Positional embedding should just be explained after explaining the Query, Key and Value vectors. When the article explains those only after that, the reader is building up on a wrong intuition and it gets confusing.
I've noticed the same thing is possible if you watch the output of a slow LLM. Eventually you start to see the machinery. input tokens = output tokens, it's math. I can't exactly predict the tokens generated but I can see how they are formed. It's a lot like chess. You can't see every possible move but the mechanism is understandable.
But apparently, they either just emit a [UNK] token or translate the unrecognized character into raw UTF-8 bytes.
I'm a developer but not very good at maths and I still don't understand any of it.
A LLM clearly has some "visual" capacity. You ask Gemini to build something with Canvas and it's able to reason about the shape of things. Like recently I waanted a checkbox that has like a gradient flowing around the edge. It figured out it could use a radial gradient from the center of the checkbox, and overlay that with a small inner div so you only see the edge that looks like the gradient is circling around the checkbox.
How is that "predicting the next word"?
Not saying AI is intelligent or conscious or anything like that, but the algorithm clearly is far more complex than "predicting words".
What I mean, is the LLM is able to represent things in space . That part I don't understand.
I also still dont understand the relationship between the chat based LLM and the multi modal stuff. I think I read somewhere when image is generated it is also tokens?
But how does it learn this token-relationship?
All it has is many text samples, but still, nowhere it says how the tokens relate to each other, so where does this information come from?
it goes all over the place.
i'm not actually sure who your target audience is.
there's too many side tangents.
just like, structure it plz.
1. customer feels bad cuz they don't understand how llms work
2. provide high level abstracted explanation (don't dive into concepts yet)
3. provide breakdown guide of overall set of components.
4. walk through each component. don't side track. no need to explain, ROPE,GQA etc... it just distracts.
i.e. customers don't know how llms work, leading them to feel bad about their own intelligence.
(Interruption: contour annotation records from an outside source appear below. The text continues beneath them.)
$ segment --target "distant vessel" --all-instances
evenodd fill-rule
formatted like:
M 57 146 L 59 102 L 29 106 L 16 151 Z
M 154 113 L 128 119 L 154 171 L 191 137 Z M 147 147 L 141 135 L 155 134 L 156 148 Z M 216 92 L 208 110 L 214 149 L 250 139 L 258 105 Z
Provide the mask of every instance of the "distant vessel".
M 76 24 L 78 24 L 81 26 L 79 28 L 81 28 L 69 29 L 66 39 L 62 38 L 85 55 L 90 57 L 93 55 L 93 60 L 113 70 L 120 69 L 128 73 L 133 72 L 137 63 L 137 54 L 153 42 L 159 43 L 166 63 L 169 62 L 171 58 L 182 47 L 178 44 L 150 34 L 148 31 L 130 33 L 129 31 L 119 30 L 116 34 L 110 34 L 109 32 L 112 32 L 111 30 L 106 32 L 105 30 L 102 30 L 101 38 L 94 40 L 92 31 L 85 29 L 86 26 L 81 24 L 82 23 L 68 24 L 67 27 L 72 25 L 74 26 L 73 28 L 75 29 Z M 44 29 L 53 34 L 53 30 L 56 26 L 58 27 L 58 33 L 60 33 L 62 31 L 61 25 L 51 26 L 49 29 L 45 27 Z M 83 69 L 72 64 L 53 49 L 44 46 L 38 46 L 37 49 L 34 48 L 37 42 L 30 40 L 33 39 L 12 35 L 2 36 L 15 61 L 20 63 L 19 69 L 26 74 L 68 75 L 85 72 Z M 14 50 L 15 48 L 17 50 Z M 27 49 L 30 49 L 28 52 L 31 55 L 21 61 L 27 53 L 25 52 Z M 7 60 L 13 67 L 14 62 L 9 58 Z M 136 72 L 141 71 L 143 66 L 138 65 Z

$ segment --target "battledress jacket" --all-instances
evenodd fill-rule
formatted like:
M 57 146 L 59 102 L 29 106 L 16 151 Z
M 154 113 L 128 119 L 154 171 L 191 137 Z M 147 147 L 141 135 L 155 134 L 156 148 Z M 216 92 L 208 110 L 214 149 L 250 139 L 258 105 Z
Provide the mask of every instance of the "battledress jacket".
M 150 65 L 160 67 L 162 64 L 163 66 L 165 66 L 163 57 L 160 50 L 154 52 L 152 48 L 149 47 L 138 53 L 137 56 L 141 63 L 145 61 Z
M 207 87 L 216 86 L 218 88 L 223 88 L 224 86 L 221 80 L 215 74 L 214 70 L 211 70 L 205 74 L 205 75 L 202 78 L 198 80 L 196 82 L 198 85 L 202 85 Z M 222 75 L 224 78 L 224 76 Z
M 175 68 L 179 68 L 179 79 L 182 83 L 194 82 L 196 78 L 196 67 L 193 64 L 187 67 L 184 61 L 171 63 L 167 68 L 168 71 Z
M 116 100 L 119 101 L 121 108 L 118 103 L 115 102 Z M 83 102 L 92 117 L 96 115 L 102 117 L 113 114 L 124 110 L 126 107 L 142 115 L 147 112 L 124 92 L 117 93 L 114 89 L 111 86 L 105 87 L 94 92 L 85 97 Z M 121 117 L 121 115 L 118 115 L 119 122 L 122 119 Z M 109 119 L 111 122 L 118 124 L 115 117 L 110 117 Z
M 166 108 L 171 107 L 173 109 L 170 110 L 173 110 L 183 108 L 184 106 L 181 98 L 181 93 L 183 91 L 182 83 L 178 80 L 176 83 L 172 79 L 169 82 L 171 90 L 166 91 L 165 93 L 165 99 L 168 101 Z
at a high level llms take in words, do some math on them, and then produce words, one by one.
inside llms have these different components. we walk through them step by step.
1. tokenizer
2. embedding
3. attention
4. heads
5. ffn
6. sampling
## tokenizer
Good article, but when sharing it I will have to preface "yes it's slop, but it's a good explanation".
Absolutely embarrassing that the author didn't catch that these LLM-isms are a (and here I'll use one) bad signal.
In fact, I would go so far as to say that publishing in this style stems from a lack of reading experience and writing experience, which does not bode well for someone pretending to be an expert. I gave this article to someone highly intelligent who doesn't know the first thing about how LLMs work internally, and she immediately called out that it reads like AI text.